Shane Vanderson

Personal information
- Nickname: Vandy
- Nationality: American
- Born: Shane William Vanderson May 26, 1981 (age 45) Columbus, Ohio, U.S.
- Height: 6 ft 0 in (183 cm)
- Weight: 190 lb (86 kg)
- Website: shanevanderson.com

Sport
- Country: USA
- Sport: Racquetball
- College team: Baldwin Wallace
- Turned pro: 2003
- Retired: 2012

Achievements and titles
- Highest world ranking: No. 5

Medal record
Men's racquetball
Representing United States
World Championships
| Gold medal – first place | 2004 Anyang | Doubles |
| Gold medal – first place | 2004 Anyang | Men's Team |
| Silver medal – second place | 2006 Santo Domingo | Singles |
Pan American Games
| Bronze medal – third place | 2011 Guadalajara | Doubles |
| Silver medal – second place | 2011 Guadalajara | Team |
Pan Am Championships
| Bronze medal – third place | 2004 Cuenca | Singles |
| Silver medal – second place | 2004 Cuenca | Doubles |

= Shane Vanderson =

American racquetball player

Shane Vanderson (born May 26, 1981) is a retired professional racquetball player. Vanderson was the International Racquetball Tour's (IRT's) #5 player at the end of three seasons: 2006-07, 2007–08, 2009-10. Vanderson finished in the IRT's top 10 for ten consecutive seasons. A native of Ohio, Vanderson was known for having one of the best backhands in racquetball.

== Professional career ==
Vanderson began playing the IRT full-time in 2003-04. That year he made it to the semi-finals of the US Open, defeating Cliff Swain in the Round of 16 and Chris Crowther in the quarter finals before losing to Derek Robinson in four games. He was ranked 10th at the end of that season, and was in the top 10 in each of the ten seasons he was on tour. Those ten seasons in the top 10 put him 7th all time.

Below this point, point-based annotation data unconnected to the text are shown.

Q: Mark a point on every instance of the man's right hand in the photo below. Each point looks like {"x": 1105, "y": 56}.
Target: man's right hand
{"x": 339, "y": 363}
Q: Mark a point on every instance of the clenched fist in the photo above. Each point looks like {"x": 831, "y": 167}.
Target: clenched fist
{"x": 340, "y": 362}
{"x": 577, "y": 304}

The next season, 2004–05, Vanderson made two finals. In February 2005, he was in the San Diego Open final, losing to Swain in four games, and then in April 2005 Vanderson made the Red Swain Memorial final in Boston, where he lost to Jack Huczek in four games.

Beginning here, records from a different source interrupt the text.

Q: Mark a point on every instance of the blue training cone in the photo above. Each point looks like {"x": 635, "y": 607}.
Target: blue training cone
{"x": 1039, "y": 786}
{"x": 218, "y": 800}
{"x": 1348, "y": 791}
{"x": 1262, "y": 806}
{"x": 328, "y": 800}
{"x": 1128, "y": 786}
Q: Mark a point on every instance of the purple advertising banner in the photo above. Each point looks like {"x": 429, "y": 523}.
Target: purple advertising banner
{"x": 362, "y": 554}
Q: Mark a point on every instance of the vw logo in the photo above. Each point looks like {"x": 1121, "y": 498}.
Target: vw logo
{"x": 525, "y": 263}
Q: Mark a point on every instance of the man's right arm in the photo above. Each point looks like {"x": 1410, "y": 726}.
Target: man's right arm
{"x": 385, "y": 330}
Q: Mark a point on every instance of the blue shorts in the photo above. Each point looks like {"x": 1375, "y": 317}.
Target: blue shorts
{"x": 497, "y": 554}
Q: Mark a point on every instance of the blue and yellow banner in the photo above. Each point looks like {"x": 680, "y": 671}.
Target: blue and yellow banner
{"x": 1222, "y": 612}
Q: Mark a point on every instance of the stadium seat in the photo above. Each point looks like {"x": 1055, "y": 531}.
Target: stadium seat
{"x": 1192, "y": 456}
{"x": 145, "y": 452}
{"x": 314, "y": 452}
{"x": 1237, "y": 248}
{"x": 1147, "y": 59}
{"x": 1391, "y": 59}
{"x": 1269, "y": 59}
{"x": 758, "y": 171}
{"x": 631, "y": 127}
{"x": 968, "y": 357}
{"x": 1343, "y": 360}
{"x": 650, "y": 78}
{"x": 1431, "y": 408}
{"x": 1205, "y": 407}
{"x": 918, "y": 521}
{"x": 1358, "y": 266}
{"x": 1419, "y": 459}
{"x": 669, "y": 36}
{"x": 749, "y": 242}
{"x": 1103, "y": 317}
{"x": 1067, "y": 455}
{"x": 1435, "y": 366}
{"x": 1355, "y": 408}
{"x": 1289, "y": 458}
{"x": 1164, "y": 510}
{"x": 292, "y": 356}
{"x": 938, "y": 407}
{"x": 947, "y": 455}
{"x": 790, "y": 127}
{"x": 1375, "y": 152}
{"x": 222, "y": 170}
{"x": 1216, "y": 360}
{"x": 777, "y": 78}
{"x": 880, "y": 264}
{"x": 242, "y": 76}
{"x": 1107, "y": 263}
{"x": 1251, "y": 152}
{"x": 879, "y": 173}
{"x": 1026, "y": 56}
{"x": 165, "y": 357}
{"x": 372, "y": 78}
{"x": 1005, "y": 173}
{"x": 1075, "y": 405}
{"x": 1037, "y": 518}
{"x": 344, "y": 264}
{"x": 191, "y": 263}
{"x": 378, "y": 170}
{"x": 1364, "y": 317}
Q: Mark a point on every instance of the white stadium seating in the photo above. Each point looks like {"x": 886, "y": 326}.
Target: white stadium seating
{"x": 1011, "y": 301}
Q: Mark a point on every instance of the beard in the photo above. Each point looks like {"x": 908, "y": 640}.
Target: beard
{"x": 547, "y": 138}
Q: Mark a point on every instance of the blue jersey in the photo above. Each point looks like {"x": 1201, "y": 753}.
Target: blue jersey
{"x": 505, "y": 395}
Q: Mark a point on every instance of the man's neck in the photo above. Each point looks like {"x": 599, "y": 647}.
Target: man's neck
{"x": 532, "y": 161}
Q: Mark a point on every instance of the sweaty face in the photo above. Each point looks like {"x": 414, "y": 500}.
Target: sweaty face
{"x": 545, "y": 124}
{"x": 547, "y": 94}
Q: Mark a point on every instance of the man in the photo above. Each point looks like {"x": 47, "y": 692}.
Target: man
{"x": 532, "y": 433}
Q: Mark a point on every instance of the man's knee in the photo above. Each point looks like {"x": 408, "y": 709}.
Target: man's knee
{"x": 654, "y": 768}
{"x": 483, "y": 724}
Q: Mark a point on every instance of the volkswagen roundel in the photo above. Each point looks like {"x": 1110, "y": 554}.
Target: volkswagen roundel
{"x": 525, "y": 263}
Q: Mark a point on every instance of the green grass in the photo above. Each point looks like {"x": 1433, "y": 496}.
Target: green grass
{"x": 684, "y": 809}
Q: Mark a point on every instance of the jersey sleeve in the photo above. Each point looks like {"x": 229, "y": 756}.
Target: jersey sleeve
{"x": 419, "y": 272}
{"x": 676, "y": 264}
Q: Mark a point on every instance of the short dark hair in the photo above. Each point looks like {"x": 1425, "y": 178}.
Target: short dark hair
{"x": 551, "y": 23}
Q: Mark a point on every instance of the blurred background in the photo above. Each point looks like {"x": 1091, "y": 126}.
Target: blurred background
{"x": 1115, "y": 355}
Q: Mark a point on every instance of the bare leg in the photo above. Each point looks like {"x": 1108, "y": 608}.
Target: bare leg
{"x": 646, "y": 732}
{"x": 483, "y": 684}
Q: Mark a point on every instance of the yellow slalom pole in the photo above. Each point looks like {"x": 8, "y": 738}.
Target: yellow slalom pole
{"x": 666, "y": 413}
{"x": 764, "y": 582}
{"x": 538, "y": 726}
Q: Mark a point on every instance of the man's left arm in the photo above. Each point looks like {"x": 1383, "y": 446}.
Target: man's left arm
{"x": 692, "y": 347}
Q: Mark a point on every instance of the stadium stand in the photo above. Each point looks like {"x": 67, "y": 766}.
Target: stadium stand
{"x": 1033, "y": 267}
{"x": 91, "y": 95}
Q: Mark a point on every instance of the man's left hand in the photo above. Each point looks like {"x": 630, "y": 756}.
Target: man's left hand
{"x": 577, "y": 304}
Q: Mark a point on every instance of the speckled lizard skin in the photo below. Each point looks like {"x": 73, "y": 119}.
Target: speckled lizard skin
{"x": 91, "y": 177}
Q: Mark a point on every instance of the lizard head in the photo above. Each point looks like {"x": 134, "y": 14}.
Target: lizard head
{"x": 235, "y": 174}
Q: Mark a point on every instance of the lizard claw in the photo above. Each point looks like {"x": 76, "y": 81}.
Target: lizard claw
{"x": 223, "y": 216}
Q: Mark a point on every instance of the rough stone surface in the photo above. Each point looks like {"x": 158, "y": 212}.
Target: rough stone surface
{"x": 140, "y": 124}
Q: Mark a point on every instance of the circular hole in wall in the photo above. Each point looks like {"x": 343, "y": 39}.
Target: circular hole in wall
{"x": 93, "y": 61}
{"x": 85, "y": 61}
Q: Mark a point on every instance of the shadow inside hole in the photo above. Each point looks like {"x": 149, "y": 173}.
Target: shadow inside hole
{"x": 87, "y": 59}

Vanderson made it to the semi-finals 19 times, including three consecutive US Open semi-finals in 2006, 2007 and 2008, but not to another final.

== International and domestic career ==
Vanderson was on Team USA five times, highlighted by winning the World Championship in Men's Doubles with Mike Dennison in 2004, when they defeated Javier Moreno and Polo Gutierrez of Mexico in the final in Anyang, South Korea. Vanderson was also part of the American men's team that won gold that year at Worlds.

Vanderson was a silver medalist in singles at the 2006 World Championships in Santo Domingo, Dominican Republic, losing to fellow American Jack Huczek in the final.

Vanderson and Dennison both played singles and doubles at the 2004 Pan American Championships. Vanderson was a bronze medalist in singles and silver medalist in doubles.

Vanderson also played singles for USA in the 2005 Pan Am Championships in Caracas, Venezuela, where he lost in the quarter finals to Mexican Gilberto Meija.

Vanderson's last appearance on Team USA was at the 2011 Pan Am Games in Guadalajara, Mexico, and he was a double medalist: bronze with Chris Crowther in men's doubles, and silver in the men's team competition.

While attending Baldwin Wallace College, Vanderson was the USA Racquetball Intercollegiate Singles Champion in 2001, and Doubles Champion in 2002 and 2003 with Andy Hawthorne.

Also, Vanderson was World Junior Champion in Boys U18 in 2000, as well as being US Junior Champion in Boys U18 Doubles in 2000 with Stephen Lewis, and World Junior Champion in U18 Doubles with Lewis in 1999.

== Personal life==
Vanderson graduated from Baldwin Wallace College in 2003 with a degree in business, and currently resides in Tampa, Florida.

Vanderson is currently a License Partner and real estate agent with Engel & Völkers in Tampa, FL. He is also a member of their Professional Athlete Advisory.